BladeSystem - General
cancel
Showing results for 
Search instead for 
Did you mean: 

OA firmware upgrade disrupts fibre channel

 
Andrew C. Brown
Occasional Advisor

OA firmware upgrade disrupts fibre channel

Yesterday I was upgrading the iLo firmware and then the OA firmware in a c7000 blade enclosure. I upgraded the OA firmware using the browser interface, so the standby and active OA's were upgraded one right after another.

I had thought this process was supposed to be non-disruptive to the blade servers, but in each of the (Suse Enterprise 10) servers' logs was the following set of messages:

Nov 26 16:28:46 w3b7 kernel: lpfc 0000:10:00.0: 0:1305 Link Down Event x2 received Data: x2 x20 x110
Nov 26 16:28:46 w3b7 kernel: lpfc 0000:10:00.0: 0:1303 Link Up Event x3 received Data: x3 x0 x10 x2
Nov 26 16:28:46 w3b7 kernel: lpfc 0000:10:00.1: 1:1305 Link Down Event x2 received Data: x2 x20 x110
Nov 26 16:28:47 w3b7 kernel: lpfc 0000:10:00.0: 0:0203 Nodev timeout on WWPN 50:6:e:80:14:43:f0:64 NPort x11200 Data: x8 x7 x0
Nov 26 16:28:47 w3b7 kernel: lpfc 0000:10:00.1: 1:1303 Link Up Event x3 received Data: x3 x0 x10 x2
Nov 26 16:28:47 w3b7 kernel: lpfc 0000:10:00.1: 1:0203 Nodev timeout on WWPN 50:6:e:80:14:43:f0:74 NPort x11200 Data: x8 x7 x0

The timing is the same down to the second across every blade, and the time corresponds with the OA upgrade. Based on this, it appears that some aspect of the OA upgrade caused the Brocade 4/24 FC switches to drop their links to every server in the enclosure. Has anyone else seen anything like this? I've searched on the HP website but can't find any reference to it. It seems unbelievable to me that an OA upgrade would have this effect, but I can't come up with any other explanation.
20 REPLIES 20
James ~ Happy Dude
Honored Contributor

Re: OA firmware upgrade disrupts fibre channel

Hello Andrew,
What was the Version of the ilo & OA before ... & to which did u upgrade it to ?

Regards.
Andrew C. Brown
Occasional Advisor

Re: OA firmware upgrade disrupts fibre channel

We updated the iLo processors on the blades from 1.29 to 1.35. Once that was done, we updated the OA's from 1.30 to 2.02. It was during the latter upgrade that the problem occurred.
Sarah Nordstrom
Frequent Advisor

Re: OA firmware upgrade disrupts fibre channel

We just experienced the same event upgrading from 2.25 to 2.31 on a c7000, all blades in the chassis flapped their fibre links when the OS upgrade/reset was occurring.
Andrew C. Brown
Occasional Advisor

Re: OA firmware upgrade disrupts fibre channel

We've seen this on three separate occasions now, but still don't have an answer to the problem.
Adrian Clint
Honored Contributor

Re: OA firmware upgrade disrupts fibre channel

I've been told by HP that the OA firmware upgrade is non-intrusive so this is concerning.
Has anyone raised a support call for this?
Sarah Nordstrom
Frequent Advisor

Re: OA firmware upgrade disrupts fibre channel

I did.
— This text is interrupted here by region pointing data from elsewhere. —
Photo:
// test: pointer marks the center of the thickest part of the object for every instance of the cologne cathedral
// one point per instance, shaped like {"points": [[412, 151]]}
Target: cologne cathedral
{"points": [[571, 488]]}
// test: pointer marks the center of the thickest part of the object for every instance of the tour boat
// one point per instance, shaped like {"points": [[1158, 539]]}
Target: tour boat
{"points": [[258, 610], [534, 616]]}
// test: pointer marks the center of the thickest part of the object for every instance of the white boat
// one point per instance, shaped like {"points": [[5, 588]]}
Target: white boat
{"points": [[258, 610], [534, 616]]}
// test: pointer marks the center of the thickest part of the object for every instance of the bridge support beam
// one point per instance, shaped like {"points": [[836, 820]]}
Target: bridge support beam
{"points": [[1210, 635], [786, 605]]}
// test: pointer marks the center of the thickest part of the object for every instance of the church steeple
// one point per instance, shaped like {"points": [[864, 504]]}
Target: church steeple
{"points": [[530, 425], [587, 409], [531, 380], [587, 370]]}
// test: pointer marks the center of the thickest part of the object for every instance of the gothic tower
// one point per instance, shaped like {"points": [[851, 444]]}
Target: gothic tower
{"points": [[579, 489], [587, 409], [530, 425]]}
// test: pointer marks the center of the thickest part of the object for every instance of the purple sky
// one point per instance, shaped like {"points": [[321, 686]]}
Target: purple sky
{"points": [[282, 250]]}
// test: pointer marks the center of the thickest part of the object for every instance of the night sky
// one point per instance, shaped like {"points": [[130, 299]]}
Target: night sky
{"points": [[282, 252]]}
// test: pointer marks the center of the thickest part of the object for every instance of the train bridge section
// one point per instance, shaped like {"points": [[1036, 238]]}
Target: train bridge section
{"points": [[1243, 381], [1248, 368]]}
Their answer was "After the firmware update is done into the Onboard Administrator its necessary a quick reboot. It should take just some seconds." Not very comforting, since we had been told it would be non-disruptive beforehand.
Andrew C. Brown
Occasional Advisor

Re: OA firmware upgrade disrupts fibre channel

If that's what the tech told you it doesn't sound like they really grasp what is going on. Yes, like basically any other device with firmware a firmware upgrade to the OA requires a reboot to take effect.

However, the entire point of iLO is that it is an out-of-band management system. By definition, an out-of-band management system should never insert itself into production behavior unless you tell it to, i.e. you're using it to power cycle a locked-up server. If the tech thinks that it's normal for an OA reboot to cause FC links to flap on the production side, I would advise escalating ASAP.

I just spoke with an associate who's handling our current support ticket and he's basically getting nowhere. The first tech apparently tried to close the ticket by misrepresenting a manager's willingness to apply the latest firmware upgrade, and when it was reassigned to a new tech and kicked up to engineering they refused to even look at it as it was a "one-off event." As I stated before, this is not a one-off event for us.

Their current advice (predictably) is to update to the latest iLO, although they can't point to a specific bugfix in that version that will fix this issue. Since we've seen this happen four times on at least three different firmware versions, I'm skeptical that the latest iLO will fix a problem that's persisted so long across so many versions.
Adrian Clint
Honored Contributor

Re: OA firmware upgrade disrupts fibre channel

And I fail to see what good upgrading the iLO firmware will do when it seems to be and issue with the OA and a SAN Switch.
I've got some latest upgrades to do on some equipment in config this week.
I'll try and replicate the SAN link loss on this.
Andrew C. Brown
Occasional Advisor

Re: OA firmware upgrade disrupts fibre channel

It may be an interaction between the OA and a SAN switch, but it's important to note that we see no evidence that the SAN switch is doing anything unusual.

The SAN switch doesn't reboot, but it logs simultaneous link down/up messages from every active blade in the enclosure at the same time the the OA reboots. We don't see this every time, but we've seen it as part of a reboot on a firmware upgrade and we've seen it when the active OA crashed due to a firmware bug. It appears that the OA reboot is interrupting the connections between the HBA in the blade and the SAN switch in the back of the enclosure.

In the interest of full disclosure (and possibly eliminating a variable) we're using the Brocade 4Gb SAN switches in our enclosures. If Sarah is watching this thread and doesn't mind posting what model of SAN switch she's using it may be helpful (especially if it's a different type of SAN switch).